There is plenty about the premise that poses more questions than this
film provides answers. First, we see the city of Chicago in ruins and
the whole place is surrounded by a large fence that looks like the fence
that was meant to keep the T-rex at bay in Jurassic Park.
Shailene Woodley stars as Beatrice Prior, a teenage girl who asks what's
beyond the fence and no definitive answer is given. Beatrice's opening
narration speaks of a war, but no information about the war, whom it was
against, what was at stake, how long it lasted or why it even stopped
was properly conveyed. Apparently, peace was brokered, but at the
expense that everyone in Chicago having to conform to a caste system or
these strange, social divisions.
People are divided into groups based on their personalities or specific personality traits. The question is why. The five groups or factions are Amity - the Peaceful, Erudite - the Intelligent, Candor - the Honest, Dauntless - the Brave and Abnegation - the Selfless. The way the movie visualizes the five is as follows. The Erudite is a shot of a bunch of scientists in a lab. The Amity is a bunch of farmers. The Candor is a bunch of lawyers. The Dauntless is a bunch of soldiers and the Abnegation is a bunch of social workers or charity-givers.
Children are obviously born in these various factions, but at a certain age, they have to take a test, a neurochemical test, which determines the faction they belong. It's basically a well-tuned, aptitude test, but Jeanine, played by Kate Winslet, a leader of the Erudite faction, claims the test doesn't matter and that teenagers are free to choose which faction they will forever belong. If the test doesn't matter, then why take it?
Yet, Evan Daugherty and Vanessa Taylor's script, based on the novel by Veronica Roth, never explains why these factions truly matter or why being a part of them is vital. Jeanine insists it keeps the peace, but how? Everyone has adopted this caste system for some arbitrary reason and rigidly adhere to it for no logical purpose. Why are dividing people by their personalities or job professions necessary?

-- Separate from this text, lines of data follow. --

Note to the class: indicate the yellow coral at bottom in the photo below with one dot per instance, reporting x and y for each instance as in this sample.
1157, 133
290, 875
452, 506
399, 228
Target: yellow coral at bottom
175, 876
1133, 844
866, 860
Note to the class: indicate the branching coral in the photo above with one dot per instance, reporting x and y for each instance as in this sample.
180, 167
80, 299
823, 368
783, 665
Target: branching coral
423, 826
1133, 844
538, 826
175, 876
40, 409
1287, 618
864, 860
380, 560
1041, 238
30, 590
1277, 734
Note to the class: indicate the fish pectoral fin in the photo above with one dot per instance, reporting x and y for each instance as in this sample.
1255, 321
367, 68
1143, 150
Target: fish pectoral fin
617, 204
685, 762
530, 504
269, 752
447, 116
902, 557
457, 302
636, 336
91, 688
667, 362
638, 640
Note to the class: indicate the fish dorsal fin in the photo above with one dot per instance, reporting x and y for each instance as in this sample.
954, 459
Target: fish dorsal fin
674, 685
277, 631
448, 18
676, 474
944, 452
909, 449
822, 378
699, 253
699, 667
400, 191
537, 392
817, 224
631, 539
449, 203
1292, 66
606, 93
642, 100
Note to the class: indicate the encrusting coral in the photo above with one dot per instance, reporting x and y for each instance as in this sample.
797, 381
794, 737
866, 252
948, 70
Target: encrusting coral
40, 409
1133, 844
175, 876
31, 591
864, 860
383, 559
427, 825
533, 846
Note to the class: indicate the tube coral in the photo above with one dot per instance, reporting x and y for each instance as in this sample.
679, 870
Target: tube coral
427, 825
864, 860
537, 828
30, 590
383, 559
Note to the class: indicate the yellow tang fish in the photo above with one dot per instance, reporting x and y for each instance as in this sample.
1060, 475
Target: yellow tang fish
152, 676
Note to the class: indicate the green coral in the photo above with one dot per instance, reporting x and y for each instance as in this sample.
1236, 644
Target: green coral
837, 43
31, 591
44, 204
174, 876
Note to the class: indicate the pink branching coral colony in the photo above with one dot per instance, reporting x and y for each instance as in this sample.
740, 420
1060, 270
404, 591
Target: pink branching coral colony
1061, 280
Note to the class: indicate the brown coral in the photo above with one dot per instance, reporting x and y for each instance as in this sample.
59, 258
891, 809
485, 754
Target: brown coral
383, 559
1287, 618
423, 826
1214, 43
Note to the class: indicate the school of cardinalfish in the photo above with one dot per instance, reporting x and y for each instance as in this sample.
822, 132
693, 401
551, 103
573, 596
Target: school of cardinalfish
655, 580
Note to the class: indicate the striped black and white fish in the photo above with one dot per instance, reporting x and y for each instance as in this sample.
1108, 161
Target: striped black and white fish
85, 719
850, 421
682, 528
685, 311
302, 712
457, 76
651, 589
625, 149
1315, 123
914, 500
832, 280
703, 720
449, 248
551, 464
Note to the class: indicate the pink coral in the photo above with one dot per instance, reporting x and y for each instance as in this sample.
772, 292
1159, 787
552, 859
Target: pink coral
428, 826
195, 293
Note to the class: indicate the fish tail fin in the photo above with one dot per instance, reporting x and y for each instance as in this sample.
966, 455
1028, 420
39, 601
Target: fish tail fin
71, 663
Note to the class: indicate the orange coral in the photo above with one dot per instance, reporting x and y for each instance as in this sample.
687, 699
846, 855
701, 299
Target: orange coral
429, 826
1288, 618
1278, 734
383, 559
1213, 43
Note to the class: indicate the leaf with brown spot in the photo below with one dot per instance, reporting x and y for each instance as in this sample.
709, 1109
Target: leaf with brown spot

Beatrice is told that she's a "divergent." A divergent is someone whose aptitude test says they can't be classified as belonging to one faction. She's warned that divergents are killed because they can't be controlled. Yet, that rumor is totally contradicted by the end, so if the powers-that-be hadn't made such a huge fuss, or over-reacted, the divergents wouldn't have been a problem.